Quentin Bordage, fondateur de la startup Brand and Celebrities : Brand and Celebrities est une startup spécialisée dans le Celebrity Marketing, créée en 2011 et qui regroupe 20 collaborateurs aujourd’hui. Nous proposons des solutions logicielles permettant aux marques et agences de maximiser leurs actions de communication, en cherchant à exploiter le pouvoir des personnalités : publicités, événements, conférences, spectacles privés, opérations digitales, placement de produits… Notre technologie unique en Europe nous permet de proposer un catalogue et des données relatives à plus de 2 600 personnalités (artistes, sportifs, chefs, Youtubeurs, animateurs, …), des applications automatisées pour contractualiser directement en ligne avec les célébrités, et de travailler, ainsi, chaque année sur plus de 1 500 campagnes de Celebrity Marketing.

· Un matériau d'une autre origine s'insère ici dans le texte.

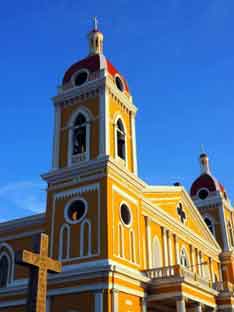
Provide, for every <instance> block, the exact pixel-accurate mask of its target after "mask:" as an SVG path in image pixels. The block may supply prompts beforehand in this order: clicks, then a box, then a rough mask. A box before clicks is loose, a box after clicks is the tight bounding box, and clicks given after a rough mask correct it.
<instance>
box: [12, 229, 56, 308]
mask: <svg viewBox="0 0 234 312" xmlns="http://www.w3.org/2000/svg"><path fill="white" fill-rule="evenodd" d="M17 260H18V261H17V262H18V263H19V264H24V265H29V266H30V268H31V275H30V280H29V281H30V283H29V300H28V307H27V309H28V310H27V311H30V312H46V293H47V274H48V271H51V272H57V273H59V272H61V269H62V267H61V262H59V261H56V260H53V259H52V258H49V257H48V235H46V234H44V233H42V234H41V237H40V251H39V254H36V253H33V252H31V251H28V250H23V251H22V252H21V253H20V254H18V259H17Z"/></svg>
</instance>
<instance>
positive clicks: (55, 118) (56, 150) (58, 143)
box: [52, 103, 61, 170]
mask: <svg viewBox="0 0 234 312" xmlns="http://www.w3.org/2000/svg"><path fill="white" fill-rule="evenodd" d="M60 127H61V108H60V106H59V104H56V103H54V136H53V156H52V168H53V169H54V170H55V169H58V167H59V145H60V144H59V143H60V130H61V129H60Z"/></svg>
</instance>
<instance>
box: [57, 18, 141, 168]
mask: <svg viewBox="0 0 234 312" xmlns="http://www.w3.org/2000/svg"><path fill="white" fill-rule="evenodd" d="M103 39H104V36H103V34H102V32H101V31H100V30H99V29H98V23H97V19H96V18H95V19H94V25H93V29H92V30H91V31H90V32H89V34H88V43H89V54H88V57H87V58H85V59H83V60H81V61H78V62H76V63H75V64H73V65H72V66H70V67H69V68H68V70H67V71H66V73H65V75H64V78H63V81H62V85H61V86H60V87H59V90H58V94H57V95H56V96H55V97H54V98H53V100H54V107H55V128H54V148H53V170H58V169H64V168H71V167H73V166H83V165H86V164H87V162H93V161H97V160H100V159H102V158H105V157H109V158H110V159H112V160H113V161H115V162H116V163H117V164H118V165H119V166H122V167H123V168H124V169H125V170H128V171H130V172H132V173H134V174H137V155H136V135H135V115H136V111H137V110H136V107H135V106H134V104H133V102H132V97H131V94H130V91H129V88H128V85H127V82H126V80H125V79H124V77H123V76H122V75H121V74H120V73H119V72H118V70H117V69H116V68H115V67H114V66H113V65H112V64H111V63H110V62H109V60H108V59H107V58H106V57H105V56H104V54H103Z"/></svg>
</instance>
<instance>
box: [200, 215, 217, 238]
mask: <svg viewBox="0 0 234 312" xmlns="http://www.w3.org/2000/svg"><path fill="white" fill-rule="evenodd" d="M203 219H204V221H205V219H208V220H209V221H210V222H211V227H212V234H213V235H214V237H216V232H215V222H214V218H213V217H212V216H211V215H210V214H209V213H206V214H204V215H203ZM205 223H206V222H205ZM206 226H207V227H208V224H207V223H206ZM208 228H209V227H208ZM209 230H210V229H209Z"/></svg>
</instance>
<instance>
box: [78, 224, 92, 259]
mask: <svg viewBox="0 0 234 312" xmlns="http://www.w3.org/2000/svg"><path fill="white" fill-rule="evenodd" d="M86 224H87V225H88V233H89V237H88V255H84V250H85V243H87V241H85V240H84V234H85V226H86ZM86 256H88V257H90V256H92V225H91V223H90V221H89V220H88V219H85V220H83V222H82V223H81V226H80V257H86Z"/></svg>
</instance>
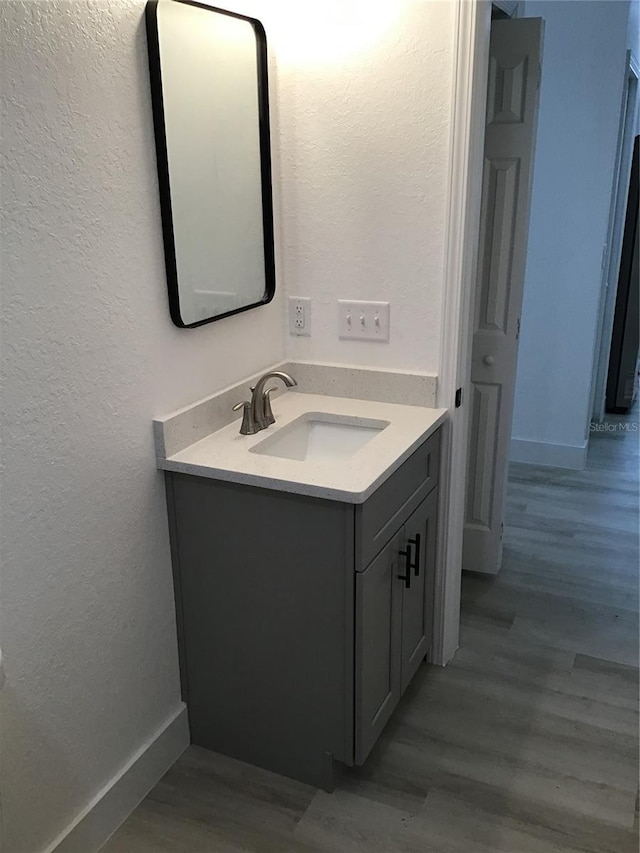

-Comment aidez-vous les marques à trouver le bon ambassadeur ?

Q.B : Il y a tout d’abord un long travail en amont qui consiste à collecter chaque jour des millions de données relatives aux marques et aux célébrités sur le web, les réseaux sociaux, auprès des célébrités directement, ou à travers notre contact quotidien avec les célébrités et les marques. Nous sommes ainsi capables de qualifier précisément chaque célébrité, son parcours, sa cible marketing, ses valeurs, ses passions, ou encore ses marques préférées. A partir de ces données, nous donnons la possibilité aux marques d’utiliser des algorithmes leur permettant d’identifier le « matching » parfait entre leur ADN et celui d’une personnalité. Plus concrètement, les marques peuvent accéder à un catalogue en ligne, avec des fiches profils détaillées pour chaque célébrité, des moteurs de recherche multicritères, ainsi que des applications automatisées permettant aux entreprises de les contacter, de leur présenter un projet et de contractualiser en ligne. En parallèle, et parce que la technologie ne se suffit pas toujours à elle-même, nos experts accompagnent les marques dans leur utilisation de nos outils ainsi qu’à travers des recommandations.

-Votre étude a montré que le Celebrity Marketing était beaucoup utilisé dans la presse écrite. Qui des autres supports : télévision, Internet, radio…?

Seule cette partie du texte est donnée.